Grüne fordern billig Strom!
(08.01.2026) Fünf Cent je Kilowattstunde, das könnte den Betrieben im Land Aufschwung bringen. Auch die Industriellenvereinigung steht voll hinter dem Vorschlag. Die Grünen fordern einen Industriestrompreis nach deutschem Vorbild, um die heimische Industrie zu entlasten. Um die Maßnahme zu finanzieren, soll die Regierung Subventionen für fossile Energien drosseln, erklärte Grünen-Chefin Leonore Gewessler in einer Pressekonferenz am heutgen Donnerstag.
"Für die heimischen Betriebe wird's immer schwieriger, sich am internationalen Markt wettbewerbsfähig zu behaupten, und das gefährdet am Ende Jobs und Unternehmen in Österreich", so Gewessler. Hohe Strompreise würden die energieintensive Industrie belasten, Produkte teurer machen und Unternehmen gefährden. Die Industrie werde sich nur dann von fossilen Brennstoffen lösen, wenn Stromkosten den Gaspreis schlagen.
Industriestrompreis soll Wirtschaft stärken
"Ein Industriestrompreis ist ein entscheidender Schritt, mit dem wir wieder faire Wettbewerbsbedingungen schaffen können. Das bringt die heimischen Betriebe spürbar nach vorne, sichert 100.000 Arbeitsplätze und hilft uns doppelt, wenn wir auch noch die Gegenfinanzierung sinnvoll aufstellen und endlich unsinnige, klimaschädliche Förderungen angehen", betonte Gewessler. Ein Industriestrompreis von fünf Cent je Kilowattstunde würde bei einer analogen Umsetzung zu Deutschland jährlich rund 400 Mio. Euro kosten. Ein Ende des Dienstwagen- und Dieselprivilegs könne laut den Grünen die Kosten finanzieren.

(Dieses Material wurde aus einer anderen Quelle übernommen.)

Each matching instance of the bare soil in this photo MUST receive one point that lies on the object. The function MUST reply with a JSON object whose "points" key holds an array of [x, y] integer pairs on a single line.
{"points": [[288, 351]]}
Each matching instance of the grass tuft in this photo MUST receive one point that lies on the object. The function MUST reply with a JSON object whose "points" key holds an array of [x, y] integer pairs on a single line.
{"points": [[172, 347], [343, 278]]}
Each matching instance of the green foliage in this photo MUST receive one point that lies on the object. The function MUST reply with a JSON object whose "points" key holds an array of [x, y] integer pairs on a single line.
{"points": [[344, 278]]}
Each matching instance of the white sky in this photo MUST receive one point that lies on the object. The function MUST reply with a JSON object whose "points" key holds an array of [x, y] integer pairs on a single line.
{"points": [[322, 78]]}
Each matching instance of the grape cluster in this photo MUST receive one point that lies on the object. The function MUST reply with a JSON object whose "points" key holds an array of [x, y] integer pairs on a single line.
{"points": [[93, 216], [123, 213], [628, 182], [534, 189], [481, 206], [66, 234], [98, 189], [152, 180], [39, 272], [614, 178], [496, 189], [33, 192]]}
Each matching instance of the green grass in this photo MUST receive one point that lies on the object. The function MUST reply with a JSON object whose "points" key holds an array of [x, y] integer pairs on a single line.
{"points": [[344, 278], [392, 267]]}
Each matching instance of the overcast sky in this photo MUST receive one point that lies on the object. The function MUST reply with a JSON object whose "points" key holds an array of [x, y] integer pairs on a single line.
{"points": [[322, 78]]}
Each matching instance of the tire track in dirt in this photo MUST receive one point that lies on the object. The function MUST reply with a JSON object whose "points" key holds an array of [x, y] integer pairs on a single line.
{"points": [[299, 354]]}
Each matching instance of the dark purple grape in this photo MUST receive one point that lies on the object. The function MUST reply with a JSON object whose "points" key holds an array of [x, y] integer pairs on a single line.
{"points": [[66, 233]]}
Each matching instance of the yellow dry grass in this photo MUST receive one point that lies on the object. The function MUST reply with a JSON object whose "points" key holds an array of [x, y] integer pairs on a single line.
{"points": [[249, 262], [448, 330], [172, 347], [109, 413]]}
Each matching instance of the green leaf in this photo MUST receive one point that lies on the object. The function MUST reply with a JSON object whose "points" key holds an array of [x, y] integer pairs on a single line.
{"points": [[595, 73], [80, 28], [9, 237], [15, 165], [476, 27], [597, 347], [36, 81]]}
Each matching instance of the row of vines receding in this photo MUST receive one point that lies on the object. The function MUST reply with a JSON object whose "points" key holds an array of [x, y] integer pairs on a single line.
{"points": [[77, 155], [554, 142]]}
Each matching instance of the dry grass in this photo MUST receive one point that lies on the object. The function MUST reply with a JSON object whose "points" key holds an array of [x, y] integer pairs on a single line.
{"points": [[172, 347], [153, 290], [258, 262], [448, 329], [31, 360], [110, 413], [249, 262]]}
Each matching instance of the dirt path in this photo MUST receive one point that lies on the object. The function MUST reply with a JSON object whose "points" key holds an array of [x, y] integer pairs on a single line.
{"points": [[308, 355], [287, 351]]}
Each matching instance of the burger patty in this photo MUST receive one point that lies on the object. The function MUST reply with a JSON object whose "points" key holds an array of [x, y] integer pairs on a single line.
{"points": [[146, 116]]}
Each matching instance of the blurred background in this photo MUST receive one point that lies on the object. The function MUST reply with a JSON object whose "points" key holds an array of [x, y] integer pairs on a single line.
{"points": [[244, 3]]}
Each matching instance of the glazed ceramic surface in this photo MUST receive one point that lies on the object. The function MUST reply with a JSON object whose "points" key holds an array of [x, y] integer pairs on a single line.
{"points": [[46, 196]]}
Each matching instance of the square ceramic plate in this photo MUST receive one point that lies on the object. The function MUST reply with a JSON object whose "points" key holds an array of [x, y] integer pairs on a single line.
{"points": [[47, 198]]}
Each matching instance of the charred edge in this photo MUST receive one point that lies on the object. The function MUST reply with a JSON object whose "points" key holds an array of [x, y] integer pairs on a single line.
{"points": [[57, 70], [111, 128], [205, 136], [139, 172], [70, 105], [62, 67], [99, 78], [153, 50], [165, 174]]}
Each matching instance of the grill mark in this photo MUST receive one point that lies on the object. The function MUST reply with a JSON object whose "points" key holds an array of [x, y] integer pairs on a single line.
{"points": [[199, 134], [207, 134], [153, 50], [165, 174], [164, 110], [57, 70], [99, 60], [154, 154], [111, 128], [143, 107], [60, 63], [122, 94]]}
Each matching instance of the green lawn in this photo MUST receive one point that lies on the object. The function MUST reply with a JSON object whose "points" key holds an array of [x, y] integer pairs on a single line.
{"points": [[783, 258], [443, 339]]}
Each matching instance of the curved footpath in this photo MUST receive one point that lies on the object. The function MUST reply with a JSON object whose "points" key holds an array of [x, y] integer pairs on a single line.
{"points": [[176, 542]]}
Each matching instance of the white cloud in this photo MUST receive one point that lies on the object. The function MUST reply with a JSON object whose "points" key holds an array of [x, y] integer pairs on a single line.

Bei der Einführung eines Industriestrompreises könne man sich laut den Grünen an Deutschland orientieren. Deutschland beabsichtigt, einen Industriestrompreis von fünf Cent je Kilowattstunde einzuführen, um energieintensive Unternehmen zu entlasten. Die Kosten soll der Klima- und Transformationsfonds tragen.